Hi all,
I am building at 20'8" tandem and the longest cedar I could get was 20'. As you can imagine, since the strips have to go around the hull, near the sheer clamp (including the sheer clamp) at the bottom (boat upside down of course), it is going to be short for 8 or 9 strips on the hull. I think I should be OK on the deck if I anticipate the openings and cut at one of them to make the length with each strip.
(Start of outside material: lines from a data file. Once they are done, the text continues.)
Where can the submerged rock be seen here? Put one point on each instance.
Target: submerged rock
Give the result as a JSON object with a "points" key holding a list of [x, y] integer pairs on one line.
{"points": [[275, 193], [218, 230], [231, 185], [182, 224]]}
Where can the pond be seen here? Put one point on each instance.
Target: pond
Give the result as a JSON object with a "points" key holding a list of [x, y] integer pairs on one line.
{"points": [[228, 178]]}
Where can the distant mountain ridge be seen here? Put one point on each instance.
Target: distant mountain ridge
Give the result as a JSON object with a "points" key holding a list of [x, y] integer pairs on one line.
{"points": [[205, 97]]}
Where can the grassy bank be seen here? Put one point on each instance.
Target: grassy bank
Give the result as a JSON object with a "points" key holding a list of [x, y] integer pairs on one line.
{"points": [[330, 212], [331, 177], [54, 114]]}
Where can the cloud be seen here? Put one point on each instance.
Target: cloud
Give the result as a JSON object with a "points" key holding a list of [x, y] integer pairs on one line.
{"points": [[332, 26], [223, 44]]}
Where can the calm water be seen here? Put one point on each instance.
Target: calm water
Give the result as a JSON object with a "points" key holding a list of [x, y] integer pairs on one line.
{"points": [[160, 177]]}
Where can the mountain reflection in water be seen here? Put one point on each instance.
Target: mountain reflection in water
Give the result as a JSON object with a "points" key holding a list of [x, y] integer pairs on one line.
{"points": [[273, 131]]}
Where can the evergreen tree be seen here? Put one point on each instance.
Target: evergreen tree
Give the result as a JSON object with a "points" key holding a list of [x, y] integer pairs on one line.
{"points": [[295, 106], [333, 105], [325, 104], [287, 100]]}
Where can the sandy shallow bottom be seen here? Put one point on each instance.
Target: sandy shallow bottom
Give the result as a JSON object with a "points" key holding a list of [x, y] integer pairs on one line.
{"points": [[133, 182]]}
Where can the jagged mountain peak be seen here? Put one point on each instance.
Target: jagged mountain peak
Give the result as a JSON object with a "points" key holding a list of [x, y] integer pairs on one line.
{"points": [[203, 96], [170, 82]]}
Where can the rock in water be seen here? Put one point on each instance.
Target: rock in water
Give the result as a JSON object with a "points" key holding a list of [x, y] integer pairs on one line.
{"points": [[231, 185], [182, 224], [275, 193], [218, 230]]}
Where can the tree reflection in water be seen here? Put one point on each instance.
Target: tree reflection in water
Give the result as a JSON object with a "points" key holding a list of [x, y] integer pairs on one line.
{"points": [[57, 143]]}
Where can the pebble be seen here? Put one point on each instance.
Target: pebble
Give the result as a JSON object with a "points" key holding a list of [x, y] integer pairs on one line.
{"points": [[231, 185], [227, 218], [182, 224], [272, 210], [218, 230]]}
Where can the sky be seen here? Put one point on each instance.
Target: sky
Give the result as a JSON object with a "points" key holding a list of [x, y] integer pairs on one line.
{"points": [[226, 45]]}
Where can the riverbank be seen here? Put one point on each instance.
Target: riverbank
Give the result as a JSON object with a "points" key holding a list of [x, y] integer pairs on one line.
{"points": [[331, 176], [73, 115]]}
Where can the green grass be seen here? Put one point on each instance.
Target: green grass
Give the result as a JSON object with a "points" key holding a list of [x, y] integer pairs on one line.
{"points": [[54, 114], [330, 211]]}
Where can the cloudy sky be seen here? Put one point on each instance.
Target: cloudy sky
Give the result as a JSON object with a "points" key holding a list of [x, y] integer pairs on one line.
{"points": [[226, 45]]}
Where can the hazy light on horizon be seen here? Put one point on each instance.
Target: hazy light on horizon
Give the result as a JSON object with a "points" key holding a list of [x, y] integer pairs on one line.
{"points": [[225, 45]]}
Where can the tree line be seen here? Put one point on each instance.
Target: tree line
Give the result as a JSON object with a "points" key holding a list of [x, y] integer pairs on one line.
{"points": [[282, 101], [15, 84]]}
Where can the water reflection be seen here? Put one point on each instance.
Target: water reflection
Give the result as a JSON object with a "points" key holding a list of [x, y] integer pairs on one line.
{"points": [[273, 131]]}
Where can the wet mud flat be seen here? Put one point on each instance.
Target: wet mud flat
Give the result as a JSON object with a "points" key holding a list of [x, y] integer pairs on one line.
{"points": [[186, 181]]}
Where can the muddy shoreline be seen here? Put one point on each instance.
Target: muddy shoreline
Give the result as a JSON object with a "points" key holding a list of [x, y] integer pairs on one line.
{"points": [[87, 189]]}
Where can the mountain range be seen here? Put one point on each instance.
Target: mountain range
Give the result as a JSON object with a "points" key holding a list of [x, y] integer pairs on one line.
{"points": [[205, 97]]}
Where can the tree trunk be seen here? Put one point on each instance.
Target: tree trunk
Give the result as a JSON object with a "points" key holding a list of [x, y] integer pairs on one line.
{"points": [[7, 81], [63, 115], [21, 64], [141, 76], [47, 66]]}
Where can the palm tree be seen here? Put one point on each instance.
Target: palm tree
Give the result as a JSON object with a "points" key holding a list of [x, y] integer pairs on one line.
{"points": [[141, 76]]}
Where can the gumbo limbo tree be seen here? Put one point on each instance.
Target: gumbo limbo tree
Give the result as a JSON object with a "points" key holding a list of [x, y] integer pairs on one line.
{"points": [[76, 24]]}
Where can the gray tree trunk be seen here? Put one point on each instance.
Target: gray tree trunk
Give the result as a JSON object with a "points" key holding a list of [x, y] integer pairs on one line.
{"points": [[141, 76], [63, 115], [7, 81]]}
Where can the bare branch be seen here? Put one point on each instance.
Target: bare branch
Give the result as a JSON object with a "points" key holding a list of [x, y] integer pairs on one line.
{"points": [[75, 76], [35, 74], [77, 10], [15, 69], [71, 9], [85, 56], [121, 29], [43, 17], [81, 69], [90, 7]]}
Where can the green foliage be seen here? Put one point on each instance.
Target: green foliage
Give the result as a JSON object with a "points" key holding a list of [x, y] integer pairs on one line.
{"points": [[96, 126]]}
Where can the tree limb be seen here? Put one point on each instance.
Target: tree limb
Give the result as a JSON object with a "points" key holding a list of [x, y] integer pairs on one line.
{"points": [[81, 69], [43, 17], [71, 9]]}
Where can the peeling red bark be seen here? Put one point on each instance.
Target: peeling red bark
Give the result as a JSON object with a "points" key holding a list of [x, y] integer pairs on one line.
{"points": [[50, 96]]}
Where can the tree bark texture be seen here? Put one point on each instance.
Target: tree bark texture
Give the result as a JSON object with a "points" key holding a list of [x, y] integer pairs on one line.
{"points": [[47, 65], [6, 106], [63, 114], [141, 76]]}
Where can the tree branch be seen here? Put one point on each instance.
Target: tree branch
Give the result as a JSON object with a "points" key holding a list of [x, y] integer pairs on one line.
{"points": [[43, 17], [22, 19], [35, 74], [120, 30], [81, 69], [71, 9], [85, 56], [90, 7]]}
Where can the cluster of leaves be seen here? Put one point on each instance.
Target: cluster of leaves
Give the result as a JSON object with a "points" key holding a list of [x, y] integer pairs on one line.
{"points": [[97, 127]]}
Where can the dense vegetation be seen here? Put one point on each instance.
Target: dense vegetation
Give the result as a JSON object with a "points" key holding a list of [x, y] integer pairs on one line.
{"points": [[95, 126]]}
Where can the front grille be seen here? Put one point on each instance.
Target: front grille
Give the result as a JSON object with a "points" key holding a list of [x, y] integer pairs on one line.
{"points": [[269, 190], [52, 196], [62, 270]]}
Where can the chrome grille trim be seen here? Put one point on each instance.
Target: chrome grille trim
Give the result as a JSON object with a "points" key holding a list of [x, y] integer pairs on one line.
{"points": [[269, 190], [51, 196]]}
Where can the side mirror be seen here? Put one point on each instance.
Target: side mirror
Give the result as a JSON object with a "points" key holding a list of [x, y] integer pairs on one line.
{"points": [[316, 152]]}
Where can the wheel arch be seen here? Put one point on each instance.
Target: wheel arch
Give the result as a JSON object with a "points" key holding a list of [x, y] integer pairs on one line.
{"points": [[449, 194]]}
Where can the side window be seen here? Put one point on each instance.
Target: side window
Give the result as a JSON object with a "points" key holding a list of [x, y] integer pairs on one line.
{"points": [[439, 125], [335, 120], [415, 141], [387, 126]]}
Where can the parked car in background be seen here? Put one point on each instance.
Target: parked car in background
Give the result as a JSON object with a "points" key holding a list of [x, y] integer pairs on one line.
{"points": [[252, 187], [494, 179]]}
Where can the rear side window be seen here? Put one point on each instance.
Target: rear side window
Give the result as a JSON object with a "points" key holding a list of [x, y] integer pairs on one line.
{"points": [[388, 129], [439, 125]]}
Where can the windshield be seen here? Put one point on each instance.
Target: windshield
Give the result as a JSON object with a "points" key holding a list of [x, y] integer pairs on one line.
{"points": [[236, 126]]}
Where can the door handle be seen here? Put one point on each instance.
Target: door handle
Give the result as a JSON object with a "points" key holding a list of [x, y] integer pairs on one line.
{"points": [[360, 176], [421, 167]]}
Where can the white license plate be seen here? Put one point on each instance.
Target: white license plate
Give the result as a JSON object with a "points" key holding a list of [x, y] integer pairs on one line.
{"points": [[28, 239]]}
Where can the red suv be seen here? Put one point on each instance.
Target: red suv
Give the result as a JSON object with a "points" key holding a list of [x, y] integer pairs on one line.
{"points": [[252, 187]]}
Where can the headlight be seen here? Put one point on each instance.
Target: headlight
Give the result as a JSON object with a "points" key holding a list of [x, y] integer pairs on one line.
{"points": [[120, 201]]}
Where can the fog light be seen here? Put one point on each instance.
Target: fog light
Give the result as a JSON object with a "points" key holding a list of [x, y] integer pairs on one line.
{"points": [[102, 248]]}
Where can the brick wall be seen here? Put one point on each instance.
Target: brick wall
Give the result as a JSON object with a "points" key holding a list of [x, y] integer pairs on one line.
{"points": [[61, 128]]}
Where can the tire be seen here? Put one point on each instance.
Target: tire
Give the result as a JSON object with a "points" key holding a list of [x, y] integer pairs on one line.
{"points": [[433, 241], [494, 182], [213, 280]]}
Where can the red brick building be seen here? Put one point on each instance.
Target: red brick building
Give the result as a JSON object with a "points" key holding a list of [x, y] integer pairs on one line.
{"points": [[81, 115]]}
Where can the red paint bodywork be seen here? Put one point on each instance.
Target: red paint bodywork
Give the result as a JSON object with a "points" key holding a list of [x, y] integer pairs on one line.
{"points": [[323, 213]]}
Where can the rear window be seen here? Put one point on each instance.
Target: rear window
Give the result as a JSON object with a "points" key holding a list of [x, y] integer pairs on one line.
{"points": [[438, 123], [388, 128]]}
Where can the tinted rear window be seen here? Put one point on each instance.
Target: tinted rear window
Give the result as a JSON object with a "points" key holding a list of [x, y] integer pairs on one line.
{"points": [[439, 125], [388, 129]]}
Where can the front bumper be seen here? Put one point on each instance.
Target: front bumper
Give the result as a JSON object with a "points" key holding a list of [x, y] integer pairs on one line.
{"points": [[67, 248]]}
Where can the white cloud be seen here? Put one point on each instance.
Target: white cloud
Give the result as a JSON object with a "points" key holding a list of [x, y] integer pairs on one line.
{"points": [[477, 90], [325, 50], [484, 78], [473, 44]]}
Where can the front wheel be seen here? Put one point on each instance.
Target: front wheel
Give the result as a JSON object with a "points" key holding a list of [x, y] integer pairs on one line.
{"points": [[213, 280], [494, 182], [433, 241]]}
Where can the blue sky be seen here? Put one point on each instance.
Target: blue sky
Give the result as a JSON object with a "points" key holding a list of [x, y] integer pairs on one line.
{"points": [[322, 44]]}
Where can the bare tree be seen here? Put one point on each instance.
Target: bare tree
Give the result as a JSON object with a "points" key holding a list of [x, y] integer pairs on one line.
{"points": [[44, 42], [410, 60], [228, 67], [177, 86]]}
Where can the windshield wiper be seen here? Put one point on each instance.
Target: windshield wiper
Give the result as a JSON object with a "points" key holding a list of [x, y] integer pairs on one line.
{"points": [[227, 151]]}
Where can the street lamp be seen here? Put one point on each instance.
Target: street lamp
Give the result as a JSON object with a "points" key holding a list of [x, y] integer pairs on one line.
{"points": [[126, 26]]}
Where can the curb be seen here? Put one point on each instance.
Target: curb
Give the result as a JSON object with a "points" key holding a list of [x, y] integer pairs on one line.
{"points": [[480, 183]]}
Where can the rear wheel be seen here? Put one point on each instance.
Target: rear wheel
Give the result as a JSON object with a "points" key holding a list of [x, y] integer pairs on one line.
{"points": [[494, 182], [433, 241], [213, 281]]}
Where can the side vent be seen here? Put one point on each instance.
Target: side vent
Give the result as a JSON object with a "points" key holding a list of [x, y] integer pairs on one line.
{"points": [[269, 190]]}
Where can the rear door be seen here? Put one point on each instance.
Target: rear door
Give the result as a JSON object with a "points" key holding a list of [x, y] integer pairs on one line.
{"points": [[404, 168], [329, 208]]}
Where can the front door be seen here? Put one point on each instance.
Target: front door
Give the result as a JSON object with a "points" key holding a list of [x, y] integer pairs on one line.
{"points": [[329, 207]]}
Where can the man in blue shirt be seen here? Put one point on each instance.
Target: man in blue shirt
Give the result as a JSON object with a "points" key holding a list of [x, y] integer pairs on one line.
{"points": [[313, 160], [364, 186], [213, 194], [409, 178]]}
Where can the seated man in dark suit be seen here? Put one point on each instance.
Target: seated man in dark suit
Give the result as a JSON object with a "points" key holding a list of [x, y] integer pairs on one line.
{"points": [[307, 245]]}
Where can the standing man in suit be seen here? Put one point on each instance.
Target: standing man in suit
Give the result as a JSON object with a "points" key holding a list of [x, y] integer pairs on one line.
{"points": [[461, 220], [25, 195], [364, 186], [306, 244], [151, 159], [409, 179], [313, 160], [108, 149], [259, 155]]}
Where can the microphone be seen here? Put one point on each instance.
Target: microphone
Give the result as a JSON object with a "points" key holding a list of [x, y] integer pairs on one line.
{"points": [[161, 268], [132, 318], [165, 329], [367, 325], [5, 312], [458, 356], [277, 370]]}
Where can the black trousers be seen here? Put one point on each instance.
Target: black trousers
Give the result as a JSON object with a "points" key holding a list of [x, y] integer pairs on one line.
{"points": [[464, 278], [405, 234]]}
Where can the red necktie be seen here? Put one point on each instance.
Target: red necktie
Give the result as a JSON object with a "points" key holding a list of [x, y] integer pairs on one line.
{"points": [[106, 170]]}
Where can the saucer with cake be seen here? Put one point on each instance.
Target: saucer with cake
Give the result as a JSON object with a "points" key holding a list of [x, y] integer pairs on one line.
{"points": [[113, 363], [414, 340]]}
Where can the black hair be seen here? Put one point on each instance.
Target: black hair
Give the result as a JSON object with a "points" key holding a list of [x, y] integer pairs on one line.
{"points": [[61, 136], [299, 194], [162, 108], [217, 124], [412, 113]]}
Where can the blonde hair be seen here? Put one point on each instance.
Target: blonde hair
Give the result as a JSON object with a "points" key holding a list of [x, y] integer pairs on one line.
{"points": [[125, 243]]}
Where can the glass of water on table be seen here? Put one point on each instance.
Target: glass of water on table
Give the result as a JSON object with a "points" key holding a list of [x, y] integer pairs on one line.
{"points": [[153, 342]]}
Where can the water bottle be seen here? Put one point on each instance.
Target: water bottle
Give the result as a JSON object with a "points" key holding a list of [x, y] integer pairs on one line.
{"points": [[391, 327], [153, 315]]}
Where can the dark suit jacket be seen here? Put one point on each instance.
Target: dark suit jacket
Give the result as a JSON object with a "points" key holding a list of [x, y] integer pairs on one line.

However, any recommendations on where to splice on these 8 or 9 strips? I suspect I don't want them all together but about how far apart should the splices be as I go up the hull to keep it from looking obvious that my strips were too short.
Thanks in advance,
Bob Baird
Where to splice strips and sheer clamp
Re: Where to splice strips and sheer clamp
because there was no strips over 3m available to me, almost every single strip on my build had to be scarfed. with the paulownia unless you look carefully the joints blend in. the western red cedar on the other hand is more obvious. i spread mine mostly 1 station apart, but when i got to the last few either side i cut that down to 1/2 a station apart. rather than try and hide them i tried to give them a pattern to form a feature.
Re: Where to splice strips and sheer clamp
I bead and cove, and this is a great aid in splicing.
Usually I splice between the forms. A spring clamp is about all I use.
Avoid areas that might stress the strip, the center form is one of those. Areas that tend to need twisted are another to avoid.
Good luck !
Jim
Usually I splice between the forms. A spring clamp is about all I use.
Avoid areas that might stress the strip, the center form is one of those. Areas that tend to need twisted are another to avoid.
Good luck !
Jim
Keep your paddle wet and your seat dry!
Re: Where to splice strips and sheer clamp
Thanks, very helpful.
Re: Where to splice strips and sheer clamp
To speed up the building process I used cryanoacrylate (Krazy glue,super glue, hot stuff) to glue my scarfs. I used an accelerator to set the glue. I havent had an issue and my joints are virtually invisible unless the wood colour changes significantly. it was real handy if I ran into grain issues or knots/blemishes. I used them near the stem where the strips took a hard twist and had no issues with delamination.